『 LOVE YOU!』 最後は君を好きになる
『 LOVE YOU!』6
6. " 波紋 Ripple 6 " 翌日午後一番に雨がそぼ降る中、母が来てくれた。 なんかっ、ぶわっと安心感が半端ない。 しかし、やって来るなりいきなりの母親の発言に驚かされた。 「ね、香ちゃん・・泰之さんに病名のこと話した?」 なんて、そんなことを聞かれたから。 「どうして? そんなこと聞くの?」 「ううん、なんでもないのよ。 だけどなんとなく気になるじゃない、やっぱり」 「話したよ、そしたら康之さん、『そっかっ』て。それで 『無理しないで養生すればいいから』って言ってくれた」 『どうして?』 なんて母親に思わず聞き返したりして自己嫌悪。 もう今から病気に負けそうな自分の心持ちが嫌だった。 母だってそりゃあ娘の伴侶の反応が気になるわよね。 当たり前のことだよ。 「香、私一休みしたらハローワークと最寄りの大学に行ってくるわ」 母が言った。 「あぁ、求人ね」 「本当はご近所でいい方がいるといいんだけど、まぁプライベートな 部分を見せることになるから難しいところね。
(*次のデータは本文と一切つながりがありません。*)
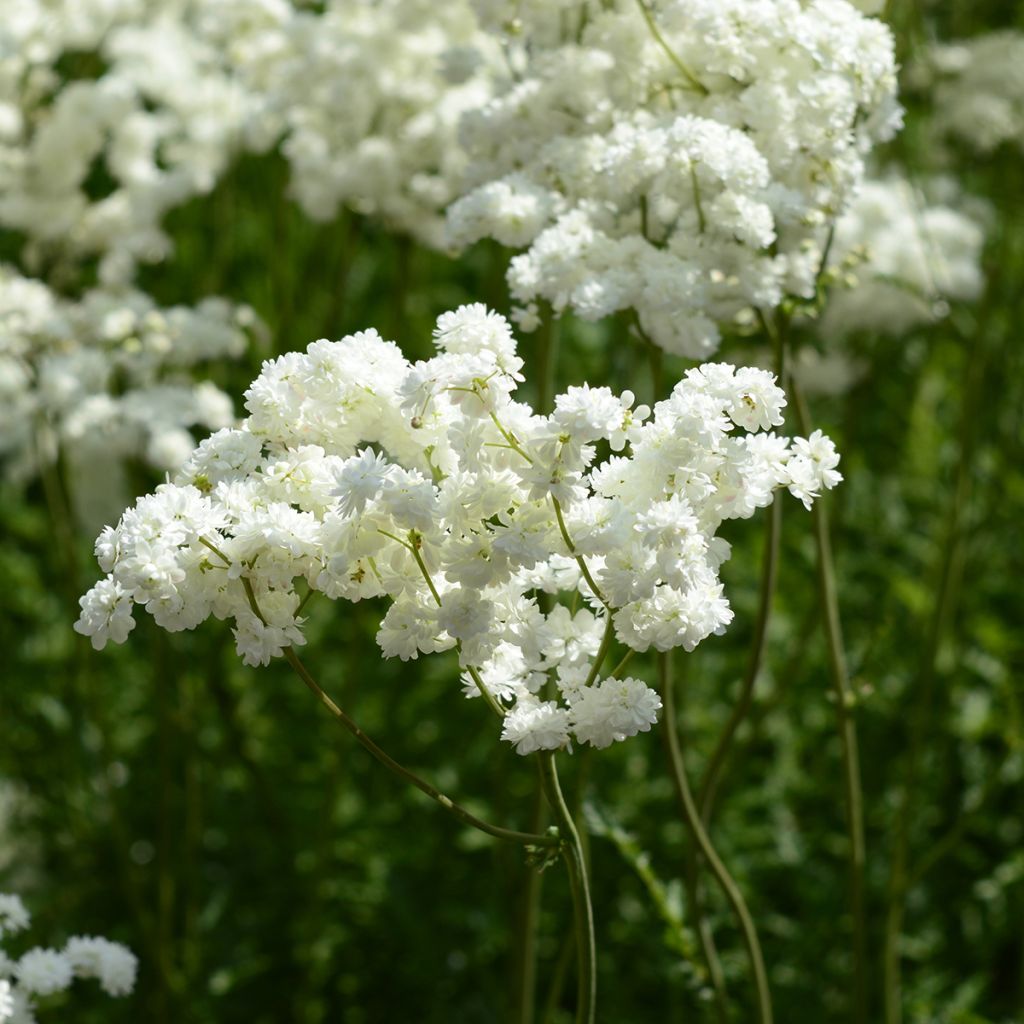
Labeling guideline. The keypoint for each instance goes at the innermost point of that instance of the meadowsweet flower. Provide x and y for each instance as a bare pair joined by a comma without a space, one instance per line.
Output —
904,253
42,972
681,159
462,519
976,89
だからね、っていうか 同じ人にずっと来てもらわないで2人くらいの人に決めて様子見して 信頼のおける人を見定めてから、最終的に1人にしてもいいかなって お母さん考えてるの」 「そうだね、うん、それがいいと思うわ、私も」 「それにね、香ちゃんの体調もこの先良くなると思うし、そうなったら 来てもらう時間なんかも減らしていけばいいし。 だからそういう意味でも単発的なバイト感覚で来てもらうのが いいかなって。